The old man stared into my eyes for a long while before shaking his head and laughing.

"Forget it, forget it. I don't care about your background. I never married, have no children, and I don't want this last bit of craft to die out."

"If you're willing, stay and learn. There's definitely no money, and as for food—you eat what I eat."

Reform and opening up had been going on for over a decade now. Guangdong and Shanghai were starting to look like metropolises. Most young people went out to work and earn money, and when they were sick, they preferred going to hospitals. Not many people came to places like this anymore.

(Lincang is a city, but in the rural areas of the nineties, barefoot doctors were still very popular and respected.)

"Here, put your things in that side room. You'll live there from now on."

Things progressing so smoothly made my tense nerves relax a tiny bit.

I just hoped everything else would go this smoothly too.

After putting my things away, I came back and walked up to him. "Master, what are you chopping?"

Having hustled in the underworld for half a year, the Chu Shanhe who only knew how to fantasize about martial arts novels was long dead.

Replacing him was this thick-skinned hooligan who called him "Master" right off the bat.

The old man didn't mind my familiarity. While chopping, he said to me, "These are loquat leaves, prepared for a guy who comes often for baths. It helps circulate blood and stop pain. I have to chop other things in a bit!"

Sure enough, today was the day Jiang Qingbo, that Old Scarface, came for his bath.
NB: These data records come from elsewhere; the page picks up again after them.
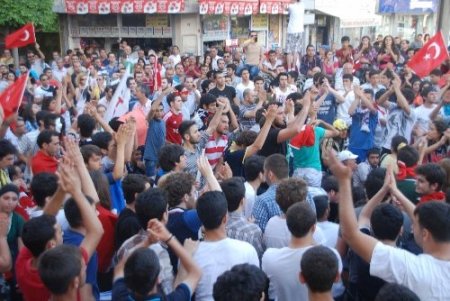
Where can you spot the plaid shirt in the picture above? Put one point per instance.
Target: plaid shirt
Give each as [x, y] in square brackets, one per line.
[239, 228]
[265, 207]
[166, 272]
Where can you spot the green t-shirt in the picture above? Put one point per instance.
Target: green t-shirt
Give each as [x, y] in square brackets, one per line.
[309, 156]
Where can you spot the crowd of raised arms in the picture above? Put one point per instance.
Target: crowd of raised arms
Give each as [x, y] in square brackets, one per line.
[232, 176]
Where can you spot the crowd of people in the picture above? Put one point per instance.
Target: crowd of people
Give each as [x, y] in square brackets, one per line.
[239, 183]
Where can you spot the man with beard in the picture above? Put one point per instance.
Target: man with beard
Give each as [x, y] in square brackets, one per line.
[280, 132]
[194, 141]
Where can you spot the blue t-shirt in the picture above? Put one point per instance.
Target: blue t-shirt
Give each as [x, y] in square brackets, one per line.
[362, 137]
[156, 138]
[309, 156]
[327, 111]
[73, 238]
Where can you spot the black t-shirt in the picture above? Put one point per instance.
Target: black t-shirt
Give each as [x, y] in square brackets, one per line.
[228, 92]
[127, 225]
[271, 146]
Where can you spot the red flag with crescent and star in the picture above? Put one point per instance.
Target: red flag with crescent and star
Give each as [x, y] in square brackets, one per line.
[430, 56]
[11, 98]
[22, 37]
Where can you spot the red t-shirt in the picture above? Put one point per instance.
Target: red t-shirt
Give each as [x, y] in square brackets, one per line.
[105, 248]
[41, 162]
[173, 121]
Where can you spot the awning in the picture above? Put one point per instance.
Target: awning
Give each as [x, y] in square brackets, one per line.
[104, 7]
[228, 7]
[274, 7]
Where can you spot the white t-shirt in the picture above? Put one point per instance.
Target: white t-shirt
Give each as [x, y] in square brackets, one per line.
[214, 258]
[277, 234]
[250, 197]
[330, 231]
[296, 18]
[425, 275]
[282, 266]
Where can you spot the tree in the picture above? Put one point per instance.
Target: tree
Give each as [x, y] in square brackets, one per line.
[16, 13]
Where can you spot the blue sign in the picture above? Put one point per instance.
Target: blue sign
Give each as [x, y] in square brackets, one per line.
[407, 6]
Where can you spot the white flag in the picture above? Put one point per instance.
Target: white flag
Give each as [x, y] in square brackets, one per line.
[120, 101]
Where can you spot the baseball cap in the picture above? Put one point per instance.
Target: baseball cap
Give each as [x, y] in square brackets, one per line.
[346, 155]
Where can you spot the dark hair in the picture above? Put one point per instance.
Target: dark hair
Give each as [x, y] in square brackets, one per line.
[212, 207]
[176, 185]
[73, 213]
[6, 148]
[46, 137]
[102, 187]
[234, 191]
[88, 150]
[59, 266]
[253, 166]
[289, 192]
[43, 185]
[278, 165]
[169, 155]
[37, 232]
[185, 127]
[243, 282]
[86, 123]
[300, 218]
[322, 203]
[141, 271]
[396, 292]
[102, 140]
[319, 267]
[386, 222]
[433, 173]
[132, 185]
[150, 204]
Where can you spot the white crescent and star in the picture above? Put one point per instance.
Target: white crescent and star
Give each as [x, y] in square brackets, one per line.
[26, 35]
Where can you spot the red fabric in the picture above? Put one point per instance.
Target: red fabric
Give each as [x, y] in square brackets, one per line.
[405, 172]
[22, 37]
[435, 196]
[304, 138]
[28, 278]
[11, 98]
[105, 248]
[429, 57]
[41, 162]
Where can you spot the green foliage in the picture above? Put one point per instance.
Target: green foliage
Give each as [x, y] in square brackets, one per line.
[16, 13]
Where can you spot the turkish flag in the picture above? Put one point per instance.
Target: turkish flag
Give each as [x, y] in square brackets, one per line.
[430, 56]
[11, 98]
[21, 37]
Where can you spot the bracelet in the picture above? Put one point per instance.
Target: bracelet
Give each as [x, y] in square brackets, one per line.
[169, 239]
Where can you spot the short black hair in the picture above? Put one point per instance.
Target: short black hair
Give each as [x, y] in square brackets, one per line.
[37, 232]
[396, 292]
[386, 221]
[6, 148]
[300, 218]
[150, 204]
[86, 123]
[253, 167]
[234, 190]
[169, 155]
[132, 185]
[73, 213]
[141, 271]
[212, 207]
[243, 282]
[435, 217]
[433, 173]
[59, 266]
[46, 137]
[43, 185]
[319, 267]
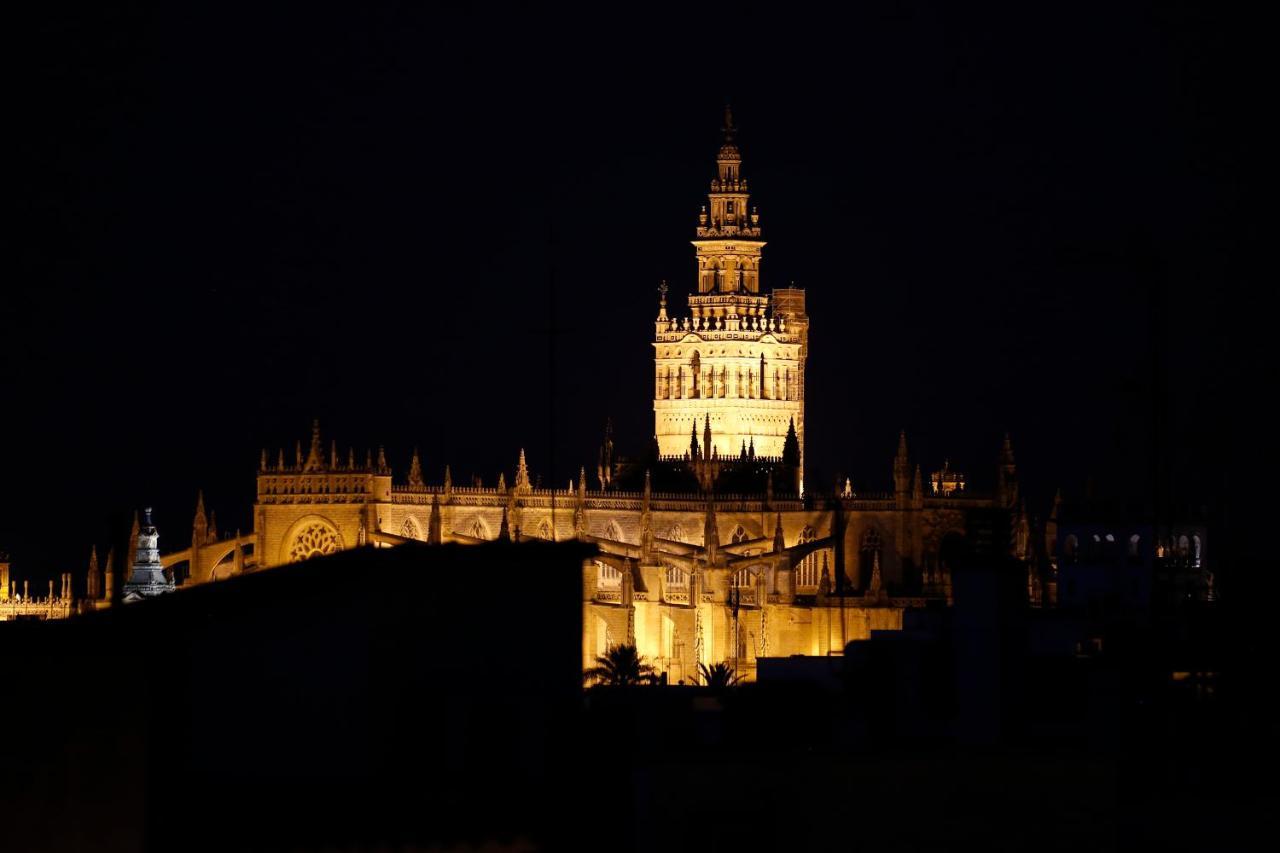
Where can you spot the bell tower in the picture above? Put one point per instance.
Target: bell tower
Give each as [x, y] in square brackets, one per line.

I rolled up my sleeves and took the guillotine cutter from the old man's hand. "Master, you go rest. Let me handle this heavy work. I'm young, I've got plenty of strength."

The old man seemed surprised that I could make myself at home to this extent. He stared blankly for a moment before saying a single word: "Good."

Over the next half a day, I chopped more than ten kinds of herbs, not finishing until lunchtime.

Just as I picked up my bowl, seven or eight people walked over from not far away. They carried the same air about them as I did.

They were all hooligans from the underworld.

My hand gripping the bowl tightened slightly. He's here. Jiang Qingbo is here.

I tried my best to relax and not look at their group.

Pretending to be starving, I shoveled food from my bowl into my mouth desperately.

"Old man, how are the preparations today?"

The man's voice was boisterous, greeting from a distance.

I stole a glance in the direction of the voice. A big, burly man was swaggering over, leading a group of hooligans.

At the collar of his cotton coat, a section of a scar as thick as a thumb was exposed.

The Big Brother who came from Liu Xiang Town to the Diannan border, Jiang Qingbo, nicknamed Old Scarface.

...

The old man's surname was Li. I went to visit him once after the millennium. I asked him if Chinese medicine doctors could really smell the scent of blood on people.

Old Man Li laughed and said he was just bluffing me back then. Lincang is close to the border, and many people who commit major crimes think about fleeing the country from there.

If a real murderer was hiding in his house, that would be big trouble.

By then, he was nearly eighty years old, but his eyes were still as bright as stars.

I stared into his eyes, unsure if he was lying to me.

It wasn't until I was leaving that Old Man Li's real apprentice, a brat in his teens, ran out from inside.

"Brother Chu, Brother Chu! Master says the scent of blood on you is much heavier than a few years ago, but thankfully you haven't taken any lives. He gave you this prescription and said to take care of yourself according to it from now on, or your life will be shortened."

My heart shook violently. In the years before I visited him, I had handled quite a few people. Several times I had even harbored the intent to kill and prepared for it, but due to strange twists of fate, I hadn't gone through with it.

I looked back. Old Man Li was sitting on a recliner on the second floor, his back to me.

I opened the prescription he gave me. There were only eight characters written on it.

"Do more good deeds to accumulate hidden virtue."